Grown up in West Bengal and educated in Darjeeling, she is well acquainted with Indian languages and cinema. Princess Sonam, seated beside me, shares that her mother and she watched Bajirao Mastani last night and enjoyed it.
Over lunch we discover that Queen Mother is also an author of two books – Rainbow & Clouds and Treasures of the Thunder Dragon, and hosts an annual literature festival titled Mountain Echoes. “I love to do different and interesting things,” she says.
It is nice to know she is human after all.
8th June 2016. A barbecue party has been organized at Hotel Zhiwaling, which is the pride of Bhutan in terms of architecture and magnificence. White tents with colourful motifs flutter in the breeze surrounded by cypress trees dressed in blue fairy lights. In a corner, a bonfire is lit for those who feel cold and beside it is a live band playing vintage numbers.
Helen Khan is in a super mood and surprises everyone by getting on to the dance floor. The night is young and the mood is sensational.
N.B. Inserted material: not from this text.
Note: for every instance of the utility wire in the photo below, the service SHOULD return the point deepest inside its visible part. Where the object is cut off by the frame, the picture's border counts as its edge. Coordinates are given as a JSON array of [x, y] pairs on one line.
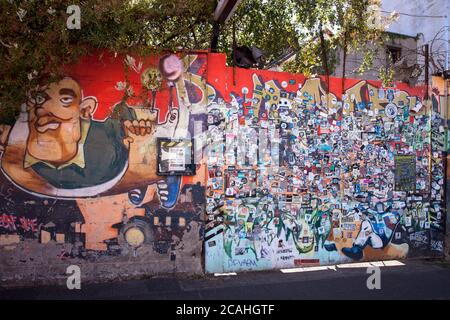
[[413, 15]]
9th June 2016. It is time to get back home and Waheeda Rehman is in the lobby to bid all the guests goodbye. She has a surprise for us. The Queen has sent autographed copies of her book for Helen, Asha Parekh and me.
As I drive to the airport, I think of all the destination weddings I have attended. But this was an ethereal experience because the land is so pure and the people so simple.
I’m not surprised that Bhutan is rated the happiest country in the world, because leaving Paro was like a dream coming to an end.